The Long and Short. The miniskirt has caught on all-embracingly in Saigon and Bangkok, despite official censure. To avoid police harassment, Saigon prostitutes trip along downtown streets wearing ankle-length raincoats over their minis. In Bangkok, short skirts are criticized primarily as a symbol of the increasingly resented U.S. presence. Teachers, for example, have been told to stop wearing miniskirts because they are “an example of poor Western culture.” Nonetheless, Princess Ubol Ra-tana, the King’s oldest daughter, sports a mini while shopping in Bangkok’s boutiques. Thailand, for all its resentment of Western variations of permissiveness, has long been one of Asia’s more lubricious societies. In addition to more than 2,400 brothels staffed by 151,000 prostitutes, there are hundreds of “massage parlors”—where, it is rumored, even massages are sometimes available.
In Singapore, Prime Minister Lee Kuan Yew last spring shuttered the Fireplace Club, a membership-only discothèque whose president bragged about its pickup potential. The club was closed, however, because it was a suspected haven for drug users. In Indonesia, President Suharto is so intent on setting a better example than hard-wenching Predecessor Sukarno that he and his wife see no love scenes in their screening room. When something saucy comes up, the projectionist puts his hand over the lens. Film censorship in Taiwan is somewhat more professional: censors last year found themselves forced to snip sexy bits out of 65% of the 237 foreign films screened in island theaters. Even scenes showing girls in Bikinis are taboo. The Communist Chinese are still more puritanical. Girls and boys alike wear near-identical jackets, trousers and caps, producing—unconsciously, of course—the unisex look. Peking’s view of the latest in Western pop dancing: “vulgar and revolting actions” performed simply and solely by “class enemies.”
Cultured Intrusion. Many Asian critics of what they consider Western sexual excesses are not at all worried about such abstract notions as morality. What does concern them is fidelity to their own cultural traditions. The Thai or Vietnamese businessman who openly keeps several “minor wives” or mistresses and regularly visits the local massage parlor frowns on miniskirts, not because they are morally objectionable but because they represent a cultural intrusion.
For that very reason the Japanese, almost alone among the Asians, seem unconcerned by the debate over public permissiveness.
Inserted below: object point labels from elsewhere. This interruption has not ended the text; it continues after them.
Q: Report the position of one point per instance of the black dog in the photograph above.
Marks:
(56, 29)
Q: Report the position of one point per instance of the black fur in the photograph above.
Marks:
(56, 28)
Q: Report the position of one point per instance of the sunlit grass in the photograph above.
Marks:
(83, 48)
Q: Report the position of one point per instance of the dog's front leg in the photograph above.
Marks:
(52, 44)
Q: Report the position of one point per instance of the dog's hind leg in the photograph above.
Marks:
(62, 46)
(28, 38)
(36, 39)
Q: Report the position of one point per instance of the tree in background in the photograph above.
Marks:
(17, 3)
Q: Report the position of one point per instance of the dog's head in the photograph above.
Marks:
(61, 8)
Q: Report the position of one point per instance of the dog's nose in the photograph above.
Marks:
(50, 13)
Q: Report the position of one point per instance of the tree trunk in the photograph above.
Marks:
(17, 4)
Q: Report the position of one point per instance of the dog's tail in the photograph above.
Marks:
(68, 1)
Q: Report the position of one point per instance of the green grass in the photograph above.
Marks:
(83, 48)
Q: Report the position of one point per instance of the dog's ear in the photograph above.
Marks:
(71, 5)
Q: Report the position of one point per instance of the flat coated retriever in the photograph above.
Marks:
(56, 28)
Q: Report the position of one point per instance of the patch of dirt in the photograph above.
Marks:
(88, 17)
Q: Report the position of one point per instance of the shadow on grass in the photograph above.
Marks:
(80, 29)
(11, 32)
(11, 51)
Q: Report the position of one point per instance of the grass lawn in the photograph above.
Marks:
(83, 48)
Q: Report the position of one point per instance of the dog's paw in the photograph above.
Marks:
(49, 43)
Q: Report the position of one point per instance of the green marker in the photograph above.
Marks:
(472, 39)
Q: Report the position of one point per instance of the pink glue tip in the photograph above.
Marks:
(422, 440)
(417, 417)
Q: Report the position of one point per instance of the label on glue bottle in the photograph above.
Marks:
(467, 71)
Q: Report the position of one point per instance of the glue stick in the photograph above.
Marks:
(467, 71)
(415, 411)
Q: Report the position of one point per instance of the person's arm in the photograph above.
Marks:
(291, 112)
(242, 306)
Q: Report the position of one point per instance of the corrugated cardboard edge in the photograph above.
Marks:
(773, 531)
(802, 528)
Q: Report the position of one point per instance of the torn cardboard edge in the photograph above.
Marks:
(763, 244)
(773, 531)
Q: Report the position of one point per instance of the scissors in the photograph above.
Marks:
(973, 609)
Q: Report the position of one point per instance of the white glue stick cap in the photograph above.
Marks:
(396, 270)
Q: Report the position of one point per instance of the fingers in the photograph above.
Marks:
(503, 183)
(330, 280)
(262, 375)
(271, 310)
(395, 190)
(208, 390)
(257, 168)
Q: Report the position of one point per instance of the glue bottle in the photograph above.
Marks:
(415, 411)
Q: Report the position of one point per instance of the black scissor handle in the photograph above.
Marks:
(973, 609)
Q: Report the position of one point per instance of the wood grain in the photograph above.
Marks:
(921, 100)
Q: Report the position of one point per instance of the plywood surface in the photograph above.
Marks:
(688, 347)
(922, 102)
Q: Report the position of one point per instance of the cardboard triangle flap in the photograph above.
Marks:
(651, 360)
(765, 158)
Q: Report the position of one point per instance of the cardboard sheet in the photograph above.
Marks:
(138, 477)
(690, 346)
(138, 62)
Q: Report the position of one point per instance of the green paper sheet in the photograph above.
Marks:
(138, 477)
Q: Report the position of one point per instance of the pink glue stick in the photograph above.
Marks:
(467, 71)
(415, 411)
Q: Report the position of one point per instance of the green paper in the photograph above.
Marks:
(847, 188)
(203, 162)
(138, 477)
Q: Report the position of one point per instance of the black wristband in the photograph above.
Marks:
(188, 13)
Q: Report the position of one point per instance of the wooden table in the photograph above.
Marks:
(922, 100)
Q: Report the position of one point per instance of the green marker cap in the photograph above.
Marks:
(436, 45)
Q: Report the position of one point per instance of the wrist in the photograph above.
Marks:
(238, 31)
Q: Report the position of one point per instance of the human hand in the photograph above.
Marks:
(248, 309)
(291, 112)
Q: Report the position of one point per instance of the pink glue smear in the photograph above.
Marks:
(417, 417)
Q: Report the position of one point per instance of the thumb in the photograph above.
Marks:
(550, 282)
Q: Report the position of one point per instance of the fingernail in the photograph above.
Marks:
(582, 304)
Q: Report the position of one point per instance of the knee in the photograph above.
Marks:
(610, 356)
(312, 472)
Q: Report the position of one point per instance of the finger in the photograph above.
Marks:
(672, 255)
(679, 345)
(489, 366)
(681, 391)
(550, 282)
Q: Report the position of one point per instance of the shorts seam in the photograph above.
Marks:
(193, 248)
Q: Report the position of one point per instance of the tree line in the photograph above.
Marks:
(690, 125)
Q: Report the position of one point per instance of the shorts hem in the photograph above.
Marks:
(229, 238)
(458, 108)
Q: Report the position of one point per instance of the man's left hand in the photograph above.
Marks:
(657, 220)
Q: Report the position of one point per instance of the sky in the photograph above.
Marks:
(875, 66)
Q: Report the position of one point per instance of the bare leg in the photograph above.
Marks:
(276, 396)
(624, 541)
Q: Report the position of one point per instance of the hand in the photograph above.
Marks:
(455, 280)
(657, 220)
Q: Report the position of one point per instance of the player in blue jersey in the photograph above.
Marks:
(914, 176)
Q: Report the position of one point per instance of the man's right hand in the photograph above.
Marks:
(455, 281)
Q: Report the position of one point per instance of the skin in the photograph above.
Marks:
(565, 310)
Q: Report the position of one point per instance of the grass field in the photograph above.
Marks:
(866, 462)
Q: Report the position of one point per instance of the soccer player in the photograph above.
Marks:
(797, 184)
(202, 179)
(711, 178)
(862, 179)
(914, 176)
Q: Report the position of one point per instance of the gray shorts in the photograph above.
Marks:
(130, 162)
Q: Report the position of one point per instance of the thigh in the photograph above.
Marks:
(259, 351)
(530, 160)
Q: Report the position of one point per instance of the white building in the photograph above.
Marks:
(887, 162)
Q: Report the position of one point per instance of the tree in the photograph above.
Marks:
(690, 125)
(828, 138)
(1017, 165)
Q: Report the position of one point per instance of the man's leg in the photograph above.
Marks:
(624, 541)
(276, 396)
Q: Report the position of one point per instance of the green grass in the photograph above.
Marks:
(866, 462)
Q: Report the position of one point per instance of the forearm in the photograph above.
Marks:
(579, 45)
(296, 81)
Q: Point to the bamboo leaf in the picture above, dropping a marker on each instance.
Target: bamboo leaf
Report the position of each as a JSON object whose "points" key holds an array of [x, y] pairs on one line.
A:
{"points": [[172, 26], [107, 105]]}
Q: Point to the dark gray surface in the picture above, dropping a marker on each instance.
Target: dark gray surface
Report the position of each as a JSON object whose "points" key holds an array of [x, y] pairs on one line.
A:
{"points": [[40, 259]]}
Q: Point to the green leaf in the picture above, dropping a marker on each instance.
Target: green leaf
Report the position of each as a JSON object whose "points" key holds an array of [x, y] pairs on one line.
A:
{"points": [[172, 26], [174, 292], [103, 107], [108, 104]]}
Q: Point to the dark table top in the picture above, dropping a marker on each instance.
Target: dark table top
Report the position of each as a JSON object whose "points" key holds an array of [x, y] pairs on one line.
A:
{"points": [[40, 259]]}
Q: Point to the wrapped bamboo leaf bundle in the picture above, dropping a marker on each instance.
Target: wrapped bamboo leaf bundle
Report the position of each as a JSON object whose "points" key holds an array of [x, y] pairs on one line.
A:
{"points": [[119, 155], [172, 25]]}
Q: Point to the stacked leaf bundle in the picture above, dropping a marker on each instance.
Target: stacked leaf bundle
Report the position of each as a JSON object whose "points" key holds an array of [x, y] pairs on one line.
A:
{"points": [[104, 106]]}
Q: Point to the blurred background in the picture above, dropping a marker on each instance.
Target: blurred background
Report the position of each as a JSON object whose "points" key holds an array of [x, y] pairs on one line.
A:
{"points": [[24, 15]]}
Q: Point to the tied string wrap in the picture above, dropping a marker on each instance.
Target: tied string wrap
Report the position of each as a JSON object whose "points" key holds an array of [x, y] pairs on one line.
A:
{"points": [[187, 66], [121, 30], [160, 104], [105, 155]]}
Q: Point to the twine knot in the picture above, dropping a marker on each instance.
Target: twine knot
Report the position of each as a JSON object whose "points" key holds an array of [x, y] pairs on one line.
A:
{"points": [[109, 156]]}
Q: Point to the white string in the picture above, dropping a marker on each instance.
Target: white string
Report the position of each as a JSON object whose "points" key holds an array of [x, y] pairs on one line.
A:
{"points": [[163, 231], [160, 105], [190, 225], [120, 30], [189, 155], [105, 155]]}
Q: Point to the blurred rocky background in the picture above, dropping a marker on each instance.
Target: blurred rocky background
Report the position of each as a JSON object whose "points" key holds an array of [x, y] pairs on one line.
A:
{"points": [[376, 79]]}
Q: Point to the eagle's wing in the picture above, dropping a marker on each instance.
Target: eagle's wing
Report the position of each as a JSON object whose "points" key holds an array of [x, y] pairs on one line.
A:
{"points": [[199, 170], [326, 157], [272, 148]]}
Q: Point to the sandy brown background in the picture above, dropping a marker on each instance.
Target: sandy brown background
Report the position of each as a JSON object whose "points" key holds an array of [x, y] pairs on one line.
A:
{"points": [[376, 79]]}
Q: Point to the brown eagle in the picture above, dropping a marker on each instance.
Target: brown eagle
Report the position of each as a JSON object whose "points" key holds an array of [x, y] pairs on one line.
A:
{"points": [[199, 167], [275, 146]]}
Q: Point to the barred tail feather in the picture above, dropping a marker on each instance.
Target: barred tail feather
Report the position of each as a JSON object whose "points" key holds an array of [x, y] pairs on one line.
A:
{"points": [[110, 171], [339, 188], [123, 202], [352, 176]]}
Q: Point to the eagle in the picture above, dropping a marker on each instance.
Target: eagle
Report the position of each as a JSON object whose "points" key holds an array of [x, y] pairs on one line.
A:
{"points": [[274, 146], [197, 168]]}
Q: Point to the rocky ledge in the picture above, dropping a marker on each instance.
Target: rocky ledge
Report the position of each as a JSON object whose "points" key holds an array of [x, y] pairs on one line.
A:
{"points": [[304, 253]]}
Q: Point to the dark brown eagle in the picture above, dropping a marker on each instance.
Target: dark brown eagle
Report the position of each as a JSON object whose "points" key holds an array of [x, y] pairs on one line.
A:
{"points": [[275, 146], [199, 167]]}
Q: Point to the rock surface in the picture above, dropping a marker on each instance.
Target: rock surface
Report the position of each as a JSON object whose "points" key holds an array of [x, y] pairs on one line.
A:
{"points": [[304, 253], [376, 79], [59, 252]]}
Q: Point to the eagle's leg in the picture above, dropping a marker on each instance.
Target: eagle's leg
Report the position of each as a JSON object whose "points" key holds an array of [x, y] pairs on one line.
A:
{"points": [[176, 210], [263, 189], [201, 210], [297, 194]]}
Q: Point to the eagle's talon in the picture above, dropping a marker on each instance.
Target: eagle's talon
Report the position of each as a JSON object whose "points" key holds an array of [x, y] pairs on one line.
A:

As the U.S. occupation showed, the Japanese have a way of transforming what looks like a cultural intrusion into something all their own. Thus, of the 487 movies produced in Japan last year, 267 were so-called “eroductions”—a Japanese neologism combining “erotic” and “production” and referring to adults-only features with a strong tinge of blue. The leading “ero-ducer,” Koji Wakamatsu, has great plans in store: “What I must have,” he says, “is a helicopter shot of the ground covered with nothing but naked women —all the way to the horizon.” He might find the perfect location in central Tokyo. Palace Plaza, observers report, nightly turns into what can only be described as a sex park.